Henna Virkkunen, vice-presidente executiva da Comissão Europeia, justifica a recomendação como parte de uma avaliação minuciosa das razões apresentadas pela Bienal para permitir a participação da Rússia. Luciana Borgonzoni, vice-ministra da Cultura da Itália, reagiu com veemência, considerando a decisão como “simplesmente inaceitável”. Ela argumentou que a União Europeia estaria invadindo espaços de autonomia da organização do evento. Para a vice-ministra, essa medida fere os princípios do Estado de Direito e é um claro reflexo de um veredito político, que poderia comprometer anos de trabalho árduo da Bienal.
A controvérsia ganhou força quando o Ministério da Cultura da Itália confirmou que a direção da Bienal havia tomado a decisão de reabrir o pavilhão russo de forma independente. De acordo com Pietrangelo Buttafuoco, presidente da Bienal, a intenção era criar um espaço para ouvir outras perspectivas em vez de acentuar a politização do evento. Em resposta à pressão da Comissão Europeia, a organização buscou explicações, advertindo que a suspensão do financiamento era uma medida real.

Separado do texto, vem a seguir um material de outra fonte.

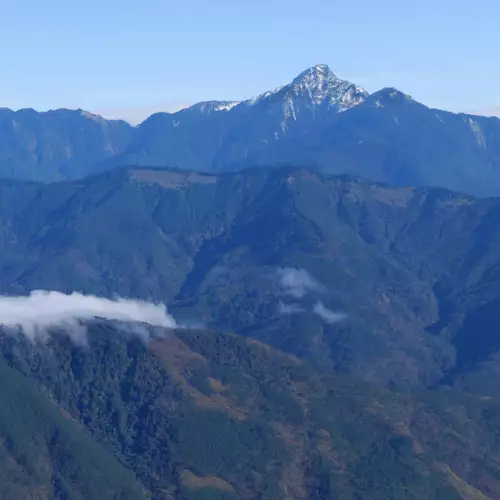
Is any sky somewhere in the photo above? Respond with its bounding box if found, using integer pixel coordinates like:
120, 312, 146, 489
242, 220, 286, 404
0, 0, 500, 122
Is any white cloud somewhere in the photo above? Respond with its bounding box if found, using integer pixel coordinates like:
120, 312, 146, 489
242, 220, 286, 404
278, 300, 305, 314
313, 302, 347, 324
95, 103, 190, 125
469, 108, 500, 118
278, 267, 322, 299
0, 290, 176, 341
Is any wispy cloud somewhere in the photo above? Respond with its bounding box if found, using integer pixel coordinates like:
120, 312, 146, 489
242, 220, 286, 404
278, 301, 305, 314
278, 267, 323, 299
313, 302, 347, 325
468, 107, 500, 118
95, 102, 190, 125
0, 290, 176, 342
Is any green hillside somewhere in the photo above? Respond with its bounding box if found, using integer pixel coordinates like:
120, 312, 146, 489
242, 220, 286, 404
2, 325, 500, 500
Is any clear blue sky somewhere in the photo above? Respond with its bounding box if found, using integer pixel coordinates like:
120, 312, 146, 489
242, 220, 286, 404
0, 0, 500, 121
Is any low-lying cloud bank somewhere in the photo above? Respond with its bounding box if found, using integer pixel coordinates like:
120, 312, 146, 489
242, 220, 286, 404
0, 290, 176, 341
313, 302, 347, 325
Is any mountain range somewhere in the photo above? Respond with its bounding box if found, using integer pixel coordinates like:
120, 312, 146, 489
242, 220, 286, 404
0, 167, 500, 392
0, 167, 500, 500
0, 65, 500, 196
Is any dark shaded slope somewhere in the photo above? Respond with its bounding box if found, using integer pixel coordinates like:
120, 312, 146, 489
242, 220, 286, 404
2, 325, 500, 499
0, 108, 133, 182
0, 359, 149, 500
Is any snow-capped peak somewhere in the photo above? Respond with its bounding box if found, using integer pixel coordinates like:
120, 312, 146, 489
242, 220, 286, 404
245, 64, 369, 111
290, 64, 368, 111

No curso desse embate, o júri da Bienal tomou a decisão de excluir a Rússia e Israel da lista de concorrentes aos cobiçados prêmios Leão de Ouro e Leão de Prata, justificando que não premiariam nações envolvidas em conflitos armados. Essa decisão levou os cinco jurados a renunciarem a seus cargos. Em função dessa crise, a Fundação Bienal de Veneza decidiu adiar a cerimônia de premiação que estava agendada para 9 de maio, agora marcada para o final de novembro.
Historicamente, a Bienal de Veneza, criada em 1895, se destaca como uma das exposições mais tradicionais de arte contemporânea global. Desde sua inauguração, o pavilhão da Rússia, situado nos Jardins da Bienal, foi projetado por Aleksei Shchusev e ergue-se como um símbolo da interação cultural, agora em meio a um conturbado cenário político.